Conductive organic materials such as graphite and graphene are of great interest in the production of energy storage devices and organic sensors due to their excellent electronic properties. The demand for high performance electronic devices has furthered the need for conductive materials with complex architectures. Additive manufacturing technologies, such as Stereolithography (SLA), have helped enable the production of conductive components with architectures not achievable through conventional manufacturing methods. However, there are some drawbacks to contemporary methods and materials, including the need for 3D printable composite resins with high percentages of carbon-based filler to achieve conductivity. This requirement makes SLA 3D printing challenging since the fillers hinder the photocuring process. Additionally, the presence of the fillers can produce defects throughout the matrix due to poor dispersion.
To circumvent these drawbacks, LLNL researchers developed a nitrile-containing photopolymer resin capable of graphitization via a thermally induced chemical transformation. The researchers were inspired by polyacrylonitrile (PAN), a precursor to the production of conductive carbon-fibers due to its ability to be graphitized in high yield. However, PAN is very difficult to process, thus limiting its commercial utility to solution-spun fibers and films.

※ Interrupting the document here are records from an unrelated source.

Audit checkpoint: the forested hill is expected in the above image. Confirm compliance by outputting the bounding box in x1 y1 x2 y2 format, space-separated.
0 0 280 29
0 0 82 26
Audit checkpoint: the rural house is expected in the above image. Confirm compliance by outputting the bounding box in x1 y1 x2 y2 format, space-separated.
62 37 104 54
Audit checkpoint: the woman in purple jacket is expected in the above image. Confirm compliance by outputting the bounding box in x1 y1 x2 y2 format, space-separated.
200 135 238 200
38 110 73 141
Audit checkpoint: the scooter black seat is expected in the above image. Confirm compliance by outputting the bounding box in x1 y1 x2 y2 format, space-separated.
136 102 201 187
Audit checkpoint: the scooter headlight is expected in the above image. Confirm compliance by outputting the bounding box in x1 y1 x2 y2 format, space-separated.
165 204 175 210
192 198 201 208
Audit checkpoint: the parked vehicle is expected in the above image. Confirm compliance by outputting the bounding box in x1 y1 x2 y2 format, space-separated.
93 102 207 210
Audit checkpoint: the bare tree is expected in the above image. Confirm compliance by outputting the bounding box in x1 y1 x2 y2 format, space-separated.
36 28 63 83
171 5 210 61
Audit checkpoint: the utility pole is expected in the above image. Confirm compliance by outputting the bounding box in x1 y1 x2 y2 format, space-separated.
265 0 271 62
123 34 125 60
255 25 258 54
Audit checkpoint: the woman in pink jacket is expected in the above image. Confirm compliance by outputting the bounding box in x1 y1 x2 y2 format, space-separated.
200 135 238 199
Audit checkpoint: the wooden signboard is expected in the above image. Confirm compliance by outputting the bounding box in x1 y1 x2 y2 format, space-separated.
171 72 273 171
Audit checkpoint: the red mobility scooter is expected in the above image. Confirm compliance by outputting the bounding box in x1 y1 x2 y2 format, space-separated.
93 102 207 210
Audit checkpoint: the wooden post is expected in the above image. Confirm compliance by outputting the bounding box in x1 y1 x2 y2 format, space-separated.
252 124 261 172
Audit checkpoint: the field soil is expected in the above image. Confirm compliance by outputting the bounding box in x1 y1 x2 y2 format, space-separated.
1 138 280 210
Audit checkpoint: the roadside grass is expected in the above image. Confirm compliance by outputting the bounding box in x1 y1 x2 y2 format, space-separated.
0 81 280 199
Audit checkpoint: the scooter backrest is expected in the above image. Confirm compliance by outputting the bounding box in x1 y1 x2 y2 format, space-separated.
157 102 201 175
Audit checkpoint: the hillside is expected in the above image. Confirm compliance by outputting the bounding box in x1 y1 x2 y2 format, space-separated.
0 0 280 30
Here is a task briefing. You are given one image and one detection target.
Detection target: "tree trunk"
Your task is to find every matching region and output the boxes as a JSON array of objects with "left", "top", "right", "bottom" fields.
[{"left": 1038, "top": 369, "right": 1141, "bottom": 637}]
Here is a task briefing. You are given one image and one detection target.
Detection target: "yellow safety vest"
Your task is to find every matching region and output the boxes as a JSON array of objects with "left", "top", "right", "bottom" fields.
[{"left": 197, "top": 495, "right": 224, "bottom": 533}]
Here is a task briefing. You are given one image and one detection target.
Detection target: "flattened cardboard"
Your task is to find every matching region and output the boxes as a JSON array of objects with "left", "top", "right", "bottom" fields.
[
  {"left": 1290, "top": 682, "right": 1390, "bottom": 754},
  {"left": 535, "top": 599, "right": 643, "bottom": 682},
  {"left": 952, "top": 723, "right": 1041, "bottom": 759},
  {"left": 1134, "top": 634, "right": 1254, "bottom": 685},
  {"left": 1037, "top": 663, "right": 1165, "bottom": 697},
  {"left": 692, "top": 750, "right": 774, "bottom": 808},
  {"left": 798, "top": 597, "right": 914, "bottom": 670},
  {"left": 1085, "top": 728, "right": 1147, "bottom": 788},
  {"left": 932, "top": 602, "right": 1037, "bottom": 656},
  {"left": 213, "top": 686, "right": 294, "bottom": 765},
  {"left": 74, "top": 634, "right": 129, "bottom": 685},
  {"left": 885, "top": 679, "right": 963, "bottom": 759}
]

LLNL’s invention is a photopolymerizable polymer resin that consists of one or more nitrile-functional based polymers. The resin is formulated for SLA based 3D printing allowing for the production of nitrile-containing polymer components that can then be thermally processed into a conductive, highly graphitic materials. The novelty of the invention lies in (1) the photo-curable nitrile-containing polymer resin formulation and (2) the ability to 3D print the resin into nitrile-containing polymers capable of undergoing thermal cure into conductive graphitic materials.
The major advantages of nitrile-rich 3D-printable photocuring resins include:
(1) negating the need for expensive carbon-based fillers that can adversely affect UV curing and could introduce defects if they are not well dispersed within the resin.
(2) the ability to form a more homogenous network microstructure, an attribute that enhances electronic performance.
(3) The ability to produce high-performance 3D printed electronics with unique architectures not achievable via other current means of production
Energy storage devices, organic sensors, electronics, biomedical devices, and wearable technologies
Current stage of technology development: TRL 2
LLNL has filed for patent protection on this invention.